L’Outsourcing est ce modèle qui permet d’externaliser la gestion des équipements actifs des réseaux d’accès mobile chez un prestataire. Une étude d’opportunité sur ce volet est en cours à Sonatel pour une mise en œuvre éventuelle en 2015. Le Towerco « Tower companies » en anglais, désigne des sociétés spécialisées dans la gestion et la maintenance des équipements « passifs » du réseau, notamment les stations de base (Pylônes, Energie, Bâtiments, Gardiennage). Un projet de sous-traitance de ces activités annexes est actuellement à l’étude à Sonatel et devrait permettre à l’opérateur de se recentrer sur son cœur de métier.

Et pour rassurer les syndicalistes, la Direction générale de la Sonatel a fait savoir que la mutualisation n’est pas synonyme de privatisation. « La Sonatel gardera le même nom, aucun emploi ne sera perdu », précise la direction générale. Des arguments qui n’ont pas convaincu l’ensemble des cadres de la Sonatel. « Il y aura bel et bien des pertes d’emplois. Parce que nous allons assister à une disparition progressive des agents commerciaux dans les bureaux d’accueil des agences de la Sonatel. Ce sont des prestataires de services qui vont se charger de la vente et des informations liées aux réseaux de la Sonatel. Comme c’est le cas en France avec des boutiques Sfr », confient des cadres de la Sonatel.

Sonatel renoue avec l’histoire

La mutualisation qui est en cours à la Sonatel fera l’objet de plusieurs débats dans les jours à venir. Et on risque de revivre la bataille qui avait eu lieu entre les postiers et la Sonatel. Si l’on sait qu’il y avait un froid entre les deux entités après le retrait de la gestion des télécommunications à la Poste. Pour rappel, en 1983, il y a eu les journées nationales de concertation pour la création d’une structure dédiée aux Télécoms, séparée de la poste. Avant, c’était la direction des Télécoms au sein de la poste, qui ne s’occupait que des communications nationales.
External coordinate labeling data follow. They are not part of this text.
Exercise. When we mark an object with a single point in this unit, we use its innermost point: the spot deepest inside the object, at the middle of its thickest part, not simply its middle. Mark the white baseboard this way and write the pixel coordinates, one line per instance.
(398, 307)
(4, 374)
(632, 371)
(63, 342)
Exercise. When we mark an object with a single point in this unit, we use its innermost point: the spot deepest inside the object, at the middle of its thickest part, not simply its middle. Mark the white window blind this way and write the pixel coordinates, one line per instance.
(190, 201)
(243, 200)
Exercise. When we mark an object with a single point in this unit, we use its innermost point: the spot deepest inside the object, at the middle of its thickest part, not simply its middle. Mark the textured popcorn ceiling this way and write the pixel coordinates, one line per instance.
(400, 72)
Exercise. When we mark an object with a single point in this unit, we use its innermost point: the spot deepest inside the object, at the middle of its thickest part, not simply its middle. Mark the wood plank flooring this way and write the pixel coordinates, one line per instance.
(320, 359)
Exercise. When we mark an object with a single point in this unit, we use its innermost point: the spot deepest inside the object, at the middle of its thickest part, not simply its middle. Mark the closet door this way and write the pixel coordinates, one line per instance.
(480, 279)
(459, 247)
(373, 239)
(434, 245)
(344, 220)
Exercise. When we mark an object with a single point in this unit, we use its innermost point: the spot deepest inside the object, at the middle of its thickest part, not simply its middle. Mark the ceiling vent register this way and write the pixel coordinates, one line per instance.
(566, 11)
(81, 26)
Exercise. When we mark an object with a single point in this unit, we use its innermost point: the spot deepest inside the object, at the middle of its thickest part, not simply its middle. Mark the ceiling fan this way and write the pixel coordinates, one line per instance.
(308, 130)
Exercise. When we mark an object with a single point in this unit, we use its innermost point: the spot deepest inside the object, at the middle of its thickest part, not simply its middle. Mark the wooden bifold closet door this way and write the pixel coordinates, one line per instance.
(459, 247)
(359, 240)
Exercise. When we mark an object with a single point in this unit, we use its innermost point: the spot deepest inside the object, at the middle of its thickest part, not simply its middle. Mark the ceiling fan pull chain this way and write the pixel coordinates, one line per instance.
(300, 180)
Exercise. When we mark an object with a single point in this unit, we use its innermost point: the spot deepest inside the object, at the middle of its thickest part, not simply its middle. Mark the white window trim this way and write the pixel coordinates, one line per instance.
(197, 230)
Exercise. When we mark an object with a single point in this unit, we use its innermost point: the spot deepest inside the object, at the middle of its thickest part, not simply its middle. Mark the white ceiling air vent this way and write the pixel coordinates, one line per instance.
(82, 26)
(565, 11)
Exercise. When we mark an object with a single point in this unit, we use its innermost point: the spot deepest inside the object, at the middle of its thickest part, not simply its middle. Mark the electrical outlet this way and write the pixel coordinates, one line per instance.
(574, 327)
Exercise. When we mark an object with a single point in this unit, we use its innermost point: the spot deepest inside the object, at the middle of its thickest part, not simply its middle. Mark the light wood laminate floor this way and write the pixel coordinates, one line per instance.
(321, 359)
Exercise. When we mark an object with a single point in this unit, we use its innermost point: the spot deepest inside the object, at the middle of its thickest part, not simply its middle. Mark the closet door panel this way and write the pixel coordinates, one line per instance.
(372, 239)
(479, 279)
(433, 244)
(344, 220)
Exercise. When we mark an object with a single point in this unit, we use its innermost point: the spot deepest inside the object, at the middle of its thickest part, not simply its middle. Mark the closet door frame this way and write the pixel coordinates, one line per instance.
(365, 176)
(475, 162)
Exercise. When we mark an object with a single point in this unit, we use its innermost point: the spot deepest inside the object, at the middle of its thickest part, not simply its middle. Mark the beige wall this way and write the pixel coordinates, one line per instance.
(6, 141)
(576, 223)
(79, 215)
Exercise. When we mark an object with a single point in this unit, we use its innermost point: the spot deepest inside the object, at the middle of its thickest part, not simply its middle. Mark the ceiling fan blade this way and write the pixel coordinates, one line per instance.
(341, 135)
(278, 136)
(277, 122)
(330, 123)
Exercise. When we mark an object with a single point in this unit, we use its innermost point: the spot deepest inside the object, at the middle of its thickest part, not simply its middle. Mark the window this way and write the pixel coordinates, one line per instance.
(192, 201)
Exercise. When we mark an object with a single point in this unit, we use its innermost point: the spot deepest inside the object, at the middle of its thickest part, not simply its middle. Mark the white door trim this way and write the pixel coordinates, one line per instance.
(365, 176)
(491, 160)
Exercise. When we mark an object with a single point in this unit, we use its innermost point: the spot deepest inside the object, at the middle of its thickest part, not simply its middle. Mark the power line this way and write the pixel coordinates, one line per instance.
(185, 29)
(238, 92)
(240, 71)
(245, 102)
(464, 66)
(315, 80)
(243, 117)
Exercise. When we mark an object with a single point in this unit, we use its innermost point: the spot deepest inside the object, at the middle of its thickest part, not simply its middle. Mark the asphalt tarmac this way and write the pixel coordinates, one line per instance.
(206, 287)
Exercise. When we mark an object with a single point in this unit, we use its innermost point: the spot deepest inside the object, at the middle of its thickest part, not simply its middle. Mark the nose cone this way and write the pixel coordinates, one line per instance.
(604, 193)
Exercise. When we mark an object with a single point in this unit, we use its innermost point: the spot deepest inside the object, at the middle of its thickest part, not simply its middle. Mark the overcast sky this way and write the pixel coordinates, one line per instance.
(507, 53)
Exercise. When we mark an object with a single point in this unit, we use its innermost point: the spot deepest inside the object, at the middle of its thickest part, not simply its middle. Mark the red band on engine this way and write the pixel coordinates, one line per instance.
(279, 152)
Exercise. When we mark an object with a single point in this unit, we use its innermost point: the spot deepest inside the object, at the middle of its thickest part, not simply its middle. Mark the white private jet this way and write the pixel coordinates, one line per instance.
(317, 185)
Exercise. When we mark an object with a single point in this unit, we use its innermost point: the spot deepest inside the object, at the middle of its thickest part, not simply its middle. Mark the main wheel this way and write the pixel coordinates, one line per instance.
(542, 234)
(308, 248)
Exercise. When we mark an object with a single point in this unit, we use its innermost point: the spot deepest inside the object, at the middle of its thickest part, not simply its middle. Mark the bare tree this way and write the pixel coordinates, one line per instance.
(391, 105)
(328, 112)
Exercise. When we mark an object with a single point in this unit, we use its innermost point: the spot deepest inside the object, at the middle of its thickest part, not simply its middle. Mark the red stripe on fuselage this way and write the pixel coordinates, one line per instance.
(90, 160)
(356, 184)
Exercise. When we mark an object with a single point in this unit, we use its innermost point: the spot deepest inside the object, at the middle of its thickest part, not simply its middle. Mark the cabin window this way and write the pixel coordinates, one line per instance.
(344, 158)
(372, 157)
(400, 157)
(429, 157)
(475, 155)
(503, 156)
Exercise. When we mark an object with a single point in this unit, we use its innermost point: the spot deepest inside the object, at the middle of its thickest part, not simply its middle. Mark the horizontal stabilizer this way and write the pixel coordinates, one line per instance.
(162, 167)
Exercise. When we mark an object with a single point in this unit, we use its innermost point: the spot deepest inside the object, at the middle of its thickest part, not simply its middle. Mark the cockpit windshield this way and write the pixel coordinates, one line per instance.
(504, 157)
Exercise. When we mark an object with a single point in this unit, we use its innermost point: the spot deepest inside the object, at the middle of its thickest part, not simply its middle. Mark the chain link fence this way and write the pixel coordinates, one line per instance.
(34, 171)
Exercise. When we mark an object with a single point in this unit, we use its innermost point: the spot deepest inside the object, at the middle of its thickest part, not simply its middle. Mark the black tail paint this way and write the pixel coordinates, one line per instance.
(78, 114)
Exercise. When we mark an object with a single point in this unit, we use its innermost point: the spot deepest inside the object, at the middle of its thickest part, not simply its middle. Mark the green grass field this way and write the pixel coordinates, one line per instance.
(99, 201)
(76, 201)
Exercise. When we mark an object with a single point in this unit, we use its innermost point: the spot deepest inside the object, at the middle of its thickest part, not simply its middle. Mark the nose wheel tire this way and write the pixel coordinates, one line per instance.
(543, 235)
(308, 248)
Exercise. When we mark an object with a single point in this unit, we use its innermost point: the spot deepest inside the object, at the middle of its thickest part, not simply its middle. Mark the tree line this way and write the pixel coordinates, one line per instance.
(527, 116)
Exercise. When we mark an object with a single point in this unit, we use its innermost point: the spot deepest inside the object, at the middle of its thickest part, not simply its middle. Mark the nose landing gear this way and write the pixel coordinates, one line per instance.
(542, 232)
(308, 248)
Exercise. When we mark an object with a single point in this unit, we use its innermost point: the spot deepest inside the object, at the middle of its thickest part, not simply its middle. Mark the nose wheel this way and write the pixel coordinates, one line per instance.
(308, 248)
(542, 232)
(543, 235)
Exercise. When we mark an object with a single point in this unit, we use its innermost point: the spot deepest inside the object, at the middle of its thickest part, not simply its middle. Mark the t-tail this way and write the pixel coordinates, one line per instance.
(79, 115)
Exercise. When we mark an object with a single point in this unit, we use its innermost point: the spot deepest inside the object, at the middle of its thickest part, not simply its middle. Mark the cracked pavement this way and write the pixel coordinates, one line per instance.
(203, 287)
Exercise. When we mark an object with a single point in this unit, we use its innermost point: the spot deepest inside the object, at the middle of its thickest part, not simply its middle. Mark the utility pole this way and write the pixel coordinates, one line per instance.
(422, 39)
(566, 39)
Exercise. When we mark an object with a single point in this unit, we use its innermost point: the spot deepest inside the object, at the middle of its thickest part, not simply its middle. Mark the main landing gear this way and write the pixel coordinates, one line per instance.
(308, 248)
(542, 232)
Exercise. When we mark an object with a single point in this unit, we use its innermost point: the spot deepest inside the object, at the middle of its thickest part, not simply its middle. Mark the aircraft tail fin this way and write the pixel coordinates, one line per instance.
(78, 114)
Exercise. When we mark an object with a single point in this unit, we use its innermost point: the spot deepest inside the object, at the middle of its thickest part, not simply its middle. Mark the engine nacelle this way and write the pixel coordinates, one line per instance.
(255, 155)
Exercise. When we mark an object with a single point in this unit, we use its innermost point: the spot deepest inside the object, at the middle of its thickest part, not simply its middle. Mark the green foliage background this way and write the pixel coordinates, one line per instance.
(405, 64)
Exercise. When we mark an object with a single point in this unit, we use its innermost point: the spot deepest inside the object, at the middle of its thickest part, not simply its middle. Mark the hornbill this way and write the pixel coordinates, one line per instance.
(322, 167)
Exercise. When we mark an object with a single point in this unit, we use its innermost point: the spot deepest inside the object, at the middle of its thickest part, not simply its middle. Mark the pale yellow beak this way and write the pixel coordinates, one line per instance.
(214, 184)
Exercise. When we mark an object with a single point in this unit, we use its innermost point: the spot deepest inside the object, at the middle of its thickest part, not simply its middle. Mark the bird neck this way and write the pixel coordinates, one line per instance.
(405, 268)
Alors que Télé Sénégal, une filiale française, s’occupait des télécommunications internationales et donc, ce sont ces concertations qui ont été à l’origine de la création de l’entité qui regroupe les télécommunications nationales et internationales, d’où la création de la Sonatel en juillet 1985.

A partir de 1988, il y a eu tous les programmes d’automatisation et du passage au numérique des centraux téléphoniques et tous les acteurs se souviennent des projets genre TFK (Thiès, Fatick, Kaolack). En 1997, il y a la privatisation qui avait impliqué tous les acteurs nationaux et internationaux. Le débat était : est-ce qu’il fallait libéraliser les secteurs des Télécoms en Afrique avant de privatiser les opérateurs historiques, ou bien privatiser avant de libéraliser ? Des émissaires de la Banque mondiale étaient même dans le débat. Et le Sénégal était un des rares pays au monde à faire l’option de la privatisation avant la libéralisation.